Já fui três vezes bloqueado pelo Facebook.

Da primeira vez, por ter postado para os meus Amigos um vídeo caseiro que fiz de uma lua que se via excepcionalmente bela no céu, certa noite de verão. O bloqueio deu-se por conta de uma música de Lou Reed que usei para realçar as imagens. Configurou-se, nessa brincadeira que fiz exclusivamente para a curtição dos Amigos, uma grave “violação dos direitos autorais”…

Da segunda vez, fui bloqueado por supostamente “violar os padrões da comunidade” ao postar um still já icônico da primeira sequência do filme Flesh (1968), de Paul Morrissey, um clássico do underground americano. A imagem de Joe Dalessandro dormindo nu foi chocante demais para o vigilante moral camuflado de Amigo que, bisbilhotando minha timeline, ficou horrorizado com a visão da beleza do corpo humano e acionou o botão “denunciar”. A equipe do Facebook, que deve ignorar a história cinema do cinema, prontamente acolheu a denúncia e censurou a foto, punindo-me com 24 horas de silêncio.

Joe Dalessandro, em 'Flesh' (1968). A

A terceira vez deu-se pela denúncia de algum fascista contra uma nota em que resumia minha complexa visão sobre a cultura indígena, inspirada pelos tratados de antropologia de Mauss, Frazer, Malinowski, Moscovici e Caillois, base da minha contestação da tese da sociedade indígena como “sociedade sem Estado” dos Clastres, que publiquei em Sexo (Brasiliense, 1986), e por “Fascinante fascismo”, de Susan Sontag, ensaio seminal que iluminou minha tese Imaginários de destruição: o papel da imagem na preparação do Holocausto (USP, 1994).

A nota bloqueada era uma reflexão sobre a polêmica sobre o infanticídio entre os índios brasileiros. A esquerda, defensora das tradições indígenas, mostra-se hostil ao tema, caro aos grupos cristãos. A discussão é complexa, mas não pode ser objeto de controvérsias maniqueístas, como quer aqueles “civilizados” que, em nome de uma ideologia coletivista, colocam, em relação aos índios, o poder do grupo acima do direito à vida, como se os Direitos Humanos não se aplicassem aos índios.

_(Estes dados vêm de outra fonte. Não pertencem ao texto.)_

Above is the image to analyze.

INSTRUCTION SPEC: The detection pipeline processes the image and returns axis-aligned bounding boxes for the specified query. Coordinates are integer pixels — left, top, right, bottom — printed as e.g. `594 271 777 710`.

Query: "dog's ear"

A impressionante história verdadeira de como um menino índio salvou sozinho, contra toda a tribo, a irmã menor, condenada a ser enterrada viva por ser doente, é contada no emocionante curta-metragem Hakani, uma menina chamada sorriso, de David Cunningham, narrado por Irene Ravache e interpretado por indígenas de várias tribos do Brasil, que preferiram falar em suas línguas nativas. O fato de ser uma produção de missionários americanos não tira em nada o valor de sua denúncia.

Sandra Terena, uma das raras jornalistas índias no Brasil, também quebrou o tabu e entrevistou índios assimilados que fazem uma arguta crítica aos antropólogos, que reforçam certas práticas tradicionais da cultura indígena, já superadas por aqueles, que puderam ter acesso a uma educação formal, adquirindo autonomia em relação ao “pensamento selvagem” da tribo, dominada pela sabedoria incontestável do pajé, revisando criticamente sua cultura, para reinseri-la no tempo histórico, como algo de vivo e em evolução.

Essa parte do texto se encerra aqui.